When Roy called me to come down, I was nervous. This was almost our last ditch effort to make it work.  My husband had thrown up his hands long ago on this issue saying, “Just paint it all blue.” 
But I had faith – there had been those glimmers on the shorter wall and I believed we could overcome the problems.  Sort of…

When I walked into the room, Roy was looking at me for the reaction, much like the TV show Home Improvement where the host yells, “Move that truck!”
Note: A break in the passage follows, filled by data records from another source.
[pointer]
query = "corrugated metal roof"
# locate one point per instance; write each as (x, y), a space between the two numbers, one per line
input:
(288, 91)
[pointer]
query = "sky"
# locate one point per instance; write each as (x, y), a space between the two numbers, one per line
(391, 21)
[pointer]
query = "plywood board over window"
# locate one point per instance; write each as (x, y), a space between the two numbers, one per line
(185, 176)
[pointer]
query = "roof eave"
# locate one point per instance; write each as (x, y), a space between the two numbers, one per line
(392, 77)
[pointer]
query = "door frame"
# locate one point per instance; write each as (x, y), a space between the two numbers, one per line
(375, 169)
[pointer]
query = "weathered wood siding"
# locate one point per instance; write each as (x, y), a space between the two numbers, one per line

I looked.  I held my breath and my heart.  It was glorious!  The light was streaming in from all sides, rendering the walls a burnished gold, spice color! 
There was depth, nuance, and a richness.  It reflects and refracts, and changes throughout the day and evening. 

Oh happy day. 
Good things come to those who wait….

And to those who have a good, patient and fellow home d├ęcor explorer as a partner. 
Roy was justifiably proud. 
And now, he recognized that he could add to his portfolio of color and texture treatments for other clients…
Win, win, win.

I love it.

The other colors went on with no battle scars. 
The creamy yellow looks classic and happy next to the dark wood of the kitchen cabinets.  
And I can’t wait to see it next to the reupholstered living room furniture fabric. 
The Farrow & Ball Organery next to the fireplace stone is stunning and so spot on.  
The Dix Blue in the hallow captures the filtered light of the front door, offering a sky-like backdrop for the sparkling stars that dance on the walls there.